[Dovecot] testing needed: log file concurrency
http://dovecot.org/tmp/concurrency.c
I'd want to know what results this program gives with different systems. Please test and reply (but don't bother if someone already replied with the same OS+result). I expect it to print:
- SMP kernels: "page size cut" once in a while
- UP (uniprocessor) kernels: Nothing
- The most important thing is that it never prints "broken data"
It might take a while for it to print anything. With my computer it takes anything from a few seconds to a minute or so. See the file itself for compiling/running instructions.

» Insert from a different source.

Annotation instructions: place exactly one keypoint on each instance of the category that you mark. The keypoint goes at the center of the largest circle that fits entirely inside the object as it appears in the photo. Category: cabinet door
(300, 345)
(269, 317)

So far I've tested only with Linux 2.6.21 x86-64/SMP and a slow Solaris/Sparc/UP.
If you're interested in knowing what this is about:
Dovecot writes to dovecot.index.log files by first writing the transaction with its size being 0. After that it writes the 4 size bytes again (using a bit special format with all bytes ORed with 0x80).
I expected that when another process is read()ing the file and it notices the size being valid (all bytes having 0x80) that the whole transaction could always be read. But looks like if the size happens to be just before a memory page boundary, it's possible that the updated size is read, but the rest of the transaction isn't.
If there is no output, whats the longest you want us to wait while it runs? How much do you care about unique OS/arch/cpu/fs combinations (what factors shouldn't matter)? I assume you want just one reader and one writer, started in the order listed in the source?
I currently have it running on SMP(quad) FreeBSD 6.2-STABLE amd64 Sat Jun 16 2007 on both ufs2 and nfs to our NetApp, and UP FreeBSD 6.2-STABLE i386 Tue Jan 16 2007 on ufs2, maybe some more systems after I send this mail, and a little later I can try it on UP FreeBSD 7 with zfs. The ones I already have running for a few minutes have printed nothing so far.
On Wed, Jun 20, 2007 at 02:41:42AM +0300, Timo Sirainen wrote:
http://dovecot.org/tmp/concurrency.c
I'd want to know what results this program gives with different systems. Please test and reply (but don't bother if someone already replied with the same OS+result). I expect it to print:
- SMP kernels: "page size cut" once in a while
- UP (uniprocessor) kernels: Nothing
- The most important thing is that it never prints "broken data"
It might take a while for it to print anything. With my computer it takes anything from a few seconds to a minute or so. See the file itself for compiling/running instructions.
So far I've tested only with Linux 2.6.21 x86-64/SMP and a slow Solaris/Sparc/UP.
If you're interested in knowing what this is about:
Dovecot writes to dovecot.index.log files by first writing the transaction with its size being 0. After that it writes the 4 size bytes again (using a bit special format with all bytes ORed with 0x80).
I expected that when another process is read()ing the file and it notices the size being valid (all bytes having 0x80) that the whole transaction could always be read. But looks like if the size happens to be just before a memory page boundary, it's possible that the updated size is read, but the rest of the transaction isn't.
On Tue, 2007-06-19 at 20:16 -0400, Adam McDougall wrote:
If there is no output, whats the longest you want us to wait while it runs?
I think if it hasn't printed anything for 15 minutes it's pretty safe to assume it's not going to print anything.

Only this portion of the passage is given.